Good flavor. Butter to flour ratio seems off. When flour was added, the mixture formed a huge ball that could hardly be browned. Additional butter helped. Be careful with the Creole seasoning...almost made it too salty. I was generous with the cayenne pepper.
Louisiana Crawfish Étouffée
Yield: Makes 6 to 8 servings
- 1/4 pound butter
- 1 cup chopped yellow onion
- 1/2 cup chopped celery
- 1/2 cup chopped green bell pepper
- 1/2 cup chopped red bell pepper
- 1/2 cup diced tomato
- 2 tablespoons minced garlic
- 2 bay leaves
- 1/2 cup tomato sauce
- 1 cup all-purpose flour
- 6 cups crab or crawfish stock
- 2 pounds cooked Louisiana crawfish tail meat
- 2 tablespoons sherry
- 1 cup chopped green onions
- 1/2 cup chopped fresh parsley
- Creole seasoning
- Hot cooked rice
- Hot sauce
- Melt butter in a large, heavy saucepan over medium heat. Add onion and next 7 ingredients; sauté 5 to 7 minutes or until vegetables are tender.

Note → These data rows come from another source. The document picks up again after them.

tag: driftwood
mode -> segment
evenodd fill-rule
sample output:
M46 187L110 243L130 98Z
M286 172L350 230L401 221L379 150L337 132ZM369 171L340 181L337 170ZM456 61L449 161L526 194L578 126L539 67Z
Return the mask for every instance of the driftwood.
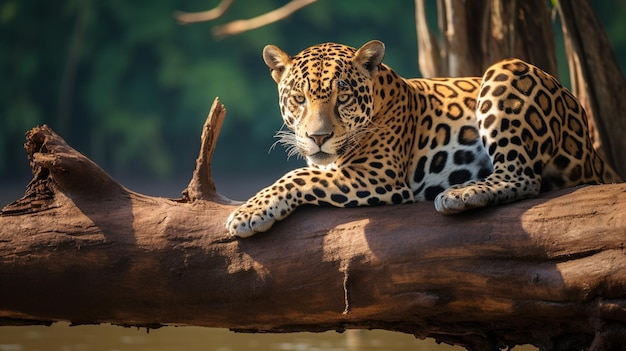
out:
M0 325L380 328L471 350L626 340L626 185L452 217L431 203L307 207L235 239L210 179L223 116L216 101L181 199L129 191L31 130L34 178L0 214Z

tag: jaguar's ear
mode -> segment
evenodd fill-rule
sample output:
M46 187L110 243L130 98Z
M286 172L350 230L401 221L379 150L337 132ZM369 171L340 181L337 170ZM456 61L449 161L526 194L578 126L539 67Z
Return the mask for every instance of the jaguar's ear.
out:
M276 45L266 45L263 48L263 61L270 68L272 78L278 83L287 65L291 61L289 55Z
M378 72L385 57L385 44L382 41L372 40L363 44L354 54L354 62L363 67L371 76Z

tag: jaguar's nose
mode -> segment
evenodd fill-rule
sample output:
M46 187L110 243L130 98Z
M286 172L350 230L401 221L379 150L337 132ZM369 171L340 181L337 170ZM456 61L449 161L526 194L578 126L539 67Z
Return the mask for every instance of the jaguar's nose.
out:
M315 144L317 146L322 146L325 142L328 141L328 139L330 139L333 136L333 133L313 133L313 134L309 134L308 132L306 133L306 136L308 138L310 138L311 140L313 140L313 142L315 142Z

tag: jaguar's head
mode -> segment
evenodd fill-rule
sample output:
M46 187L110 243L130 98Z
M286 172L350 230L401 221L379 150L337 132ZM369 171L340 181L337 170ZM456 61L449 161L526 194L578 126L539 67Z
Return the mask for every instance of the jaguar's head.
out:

- Add flour and cook, stirring constantly, 10 minutes or until mixture is a rich, dark brown.
- Stir in stock, and simmer over medium-low heat 45 minutes. Add crawfish, and cook until heated. Stir in sherry, green onions, and parsley. Add Creole seasoning to taste.
- Serve over hot cooked rice with hot sauce on the side.